After having hematuria on and off for about a year, my doctor ordered a CT scan around early May of 2023, which was read as normal. I did have a stone in one kidney and the hematuria was attributed to that, though it hadn’t moved from previous scans. I’d had a heart attack in 2017 with a stent placed in my LAD for a 99% blockage. Right around the time of the CT, I ended up having another heart attack due to failure of the stent and had emergency catheterization with a stent placed inside of the previous one. Probably due to the blood thinners, I began having more frequent hematuria and within a few weeks was hemorrhaging which ended up with my being unable to urinate due to clots blocking the urine flow.
It was unlike anything I’d ever seen or heard of and I’ve been in the medical field all my life (49 yo now). I was taken emergently to the OR for a TURBT after being seen by a urologist who flushed my bladder and while doing so, spontaneously said, “There’s the cancer,” after putting the scope in. I had no inclination that could be what this was until that moment. I was rushed to a hospital and taken straight to the OR. This was complicated by the blood thinners that I could not be taken off of, but I had no complications and other than lots of bleeding with the catheter, I recovered well. My concern is that an NP who worked for the surgeon saw me in the hospital once and then I was told at discharge three days later I needed follow up cystoscopy every three months or so.
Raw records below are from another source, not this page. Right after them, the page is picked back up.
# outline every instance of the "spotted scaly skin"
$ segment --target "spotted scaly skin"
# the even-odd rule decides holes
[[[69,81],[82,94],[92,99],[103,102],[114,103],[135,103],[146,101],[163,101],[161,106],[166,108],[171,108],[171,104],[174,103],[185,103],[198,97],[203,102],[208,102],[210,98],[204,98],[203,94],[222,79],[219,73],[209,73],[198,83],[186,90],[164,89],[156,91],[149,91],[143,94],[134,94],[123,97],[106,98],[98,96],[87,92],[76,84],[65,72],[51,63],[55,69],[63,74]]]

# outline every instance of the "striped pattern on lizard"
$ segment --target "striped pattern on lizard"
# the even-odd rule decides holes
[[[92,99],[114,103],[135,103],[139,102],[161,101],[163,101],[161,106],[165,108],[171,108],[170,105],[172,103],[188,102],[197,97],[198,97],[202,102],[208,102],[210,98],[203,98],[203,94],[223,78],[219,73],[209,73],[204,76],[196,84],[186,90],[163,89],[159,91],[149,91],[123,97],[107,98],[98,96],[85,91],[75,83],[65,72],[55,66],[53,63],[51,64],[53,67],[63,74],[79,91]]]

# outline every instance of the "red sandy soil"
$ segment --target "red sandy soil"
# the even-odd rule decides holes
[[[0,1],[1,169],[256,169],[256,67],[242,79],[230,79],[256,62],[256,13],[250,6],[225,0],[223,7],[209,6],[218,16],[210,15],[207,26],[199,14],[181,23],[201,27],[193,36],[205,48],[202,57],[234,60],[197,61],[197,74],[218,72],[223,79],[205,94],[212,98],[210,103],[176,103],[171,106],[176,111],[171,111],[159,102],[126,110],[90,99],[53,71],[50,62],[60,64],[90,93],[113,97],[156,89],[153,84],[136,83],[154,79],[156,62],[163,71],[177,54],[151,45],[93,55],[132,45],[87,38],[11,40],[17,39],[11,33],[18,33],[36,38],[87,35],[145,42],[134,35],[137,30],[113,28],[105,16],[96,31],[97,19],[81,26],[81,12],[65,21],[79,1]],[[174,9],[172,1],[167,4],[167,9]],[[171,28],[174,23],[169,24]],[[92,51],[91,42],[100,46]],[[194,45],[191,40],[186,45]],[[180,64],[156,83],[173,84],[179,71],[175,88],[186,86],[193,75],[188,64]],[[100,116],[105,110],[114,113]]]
That was all I was told. Nobody counseled me or my husband or explained anything further. I did read in a discharge summary that a PET scan was recommended. I removed the Foley myself and was seen by my family doctor and cardiologist for follow up. About two weeks later, I was called by the surgeon/urologist who told me it was low-grade noninvasive papillary carcinoma and that it rarely recurred and to call his office and schedule an appointment for 3 months from then. Of course, I read a lot in the meantime and wanted to see what others experienced with this. My doctor had called to get the pathology report also and in response, this urologist called me and sharply asked why my doctor was calling for that because he’d already TOLD me what the result was.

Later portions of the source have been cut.